Gabriel D’Almeida Freitas interprète avec aplomb ce personnage de mâle alpha hétéro, soudainement en proie au doute alors que sa vie semble dessinée devant lui : une carrière dans un grand bureau d’avocats, une compagne stable, possiblement des enfants.

Dolan explore finement cette relation devenue ambiguë et ses répercussions sur une bande d’amis de diverses origines et classes sociales. C’est un film tout en retenue, d’une rare sensibilité, sur l’identité, sexuelle, sociale, culturelle.
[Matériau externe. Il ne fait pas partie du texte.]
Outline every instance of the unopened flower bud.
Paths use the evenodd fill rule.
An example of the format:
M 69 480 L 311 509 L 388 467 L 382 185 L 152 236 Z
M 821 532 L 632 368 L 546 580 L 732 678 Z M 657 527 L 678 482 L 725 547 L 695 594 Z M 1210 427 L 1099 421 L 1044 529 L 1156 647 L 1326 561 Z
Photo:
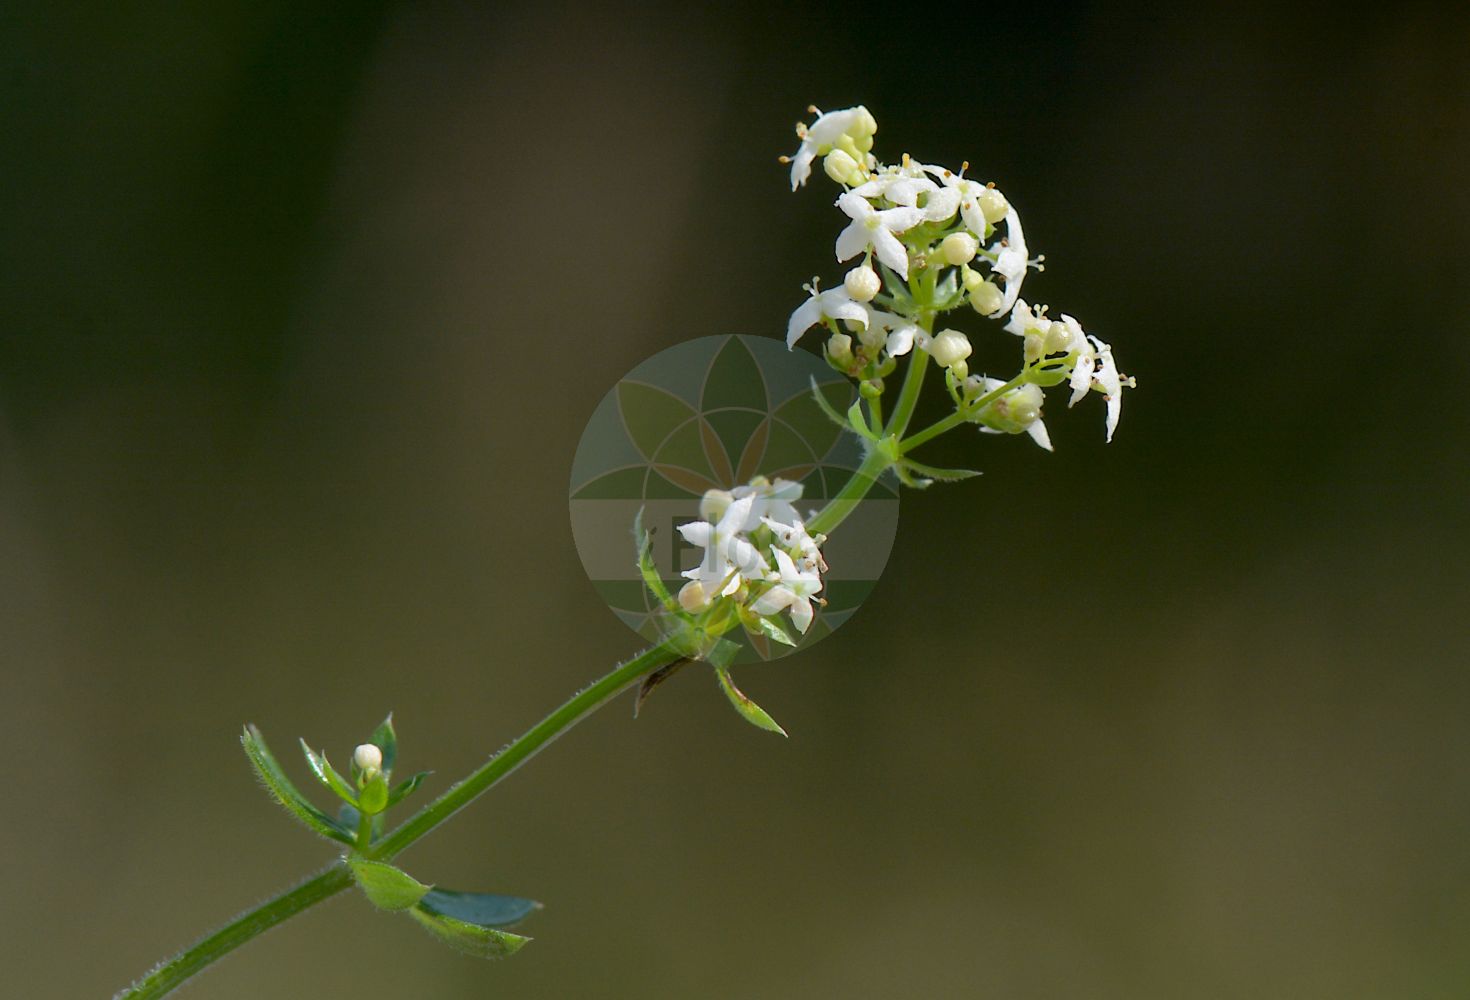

PHOTO ROBERT SKINNER, LA PRESSE

Xavier Dolan, la productrice et les acteurs de Matthias et Maxime en conférence de presse hier à Montréal

L’appel des sirènes française et hollywoodienne a beau être fort depuis quelques années, après Juste la fin du monde et The Death & Life of John F. Donovan, qui mettaient en vedette des stars du cinéma international, Xavier Dolan revient aux sources avec ce huitième long métrage (en 10 ans) foncièrement québécois, où notre langue est à la fois célébrée dans toutes ses déclinaisons – et les excès de franglais de certains adolescents gentiment ridiculisés.

« Je ne considère pas qu’on massacre la langue française, dit Dolan. Il y a des niveaux de langue qui s’entrechoquent. Je pense que ça représente le Québec. Moi, ça fait des années que je me fais taxer de massacrer le français parce que je fais parler des Québécois de milieux ouvriers dans mes films. Certains m’écrivent en s’inquiétant de ce que les Français vont penser de nous. Une langue bouge et se transforme. On ne veut pas la perdre, on ne veut pas la salir, mais on fait du cinéma avec des personnages. »

On ne va quand même pas inventer une langue qui n’existe pas et parler en trou de cul de poule avec des adjectifs qu’on n’a jamais entendus, pour faire plaisir à je ne sais trop qui !

Xavier Dolan

Ses acteurs semblent d’accord. « Ce sont des discussions qu’on a dans la vie. On se connaît tellement bien qu’on entend la musique des répliques », dit Pier-Luc Funk, éternel bouffon, qui a hérité de la plupart des répliques comiques du film dans son rôle d’étudiant en psychologie de Cambridge, de passage chez ses parents.

De toute manière, ce ne sont pas les critiques (de son cinéma ou de la langue de ses personnages) qui vont freiner Xavier Dolan. Il sait ce qu’il veut, et il a les moyens de ses ambitions. « Xavier a généralement tout son récit en tête lorsqu’il se met à écrire… même la bande-annonce ! Il porte tout en lui et ça sort tout d’un coup », résume sa productrice Nancy Grant.

Matthias et Maxime, de toute évidence, boucle un chapitre de la carrière déjà florissante de Xavier Dolan. Une première décennie fulgurante, passée essentiellement derrière la caméra. Une deuxième qui s’annonce encore plus variée, tant dans le fond que dans la forme ; il veut se consacrer davantage au jeu et explorer la série télé. Le début, en somme, d’une nouvelle boucle.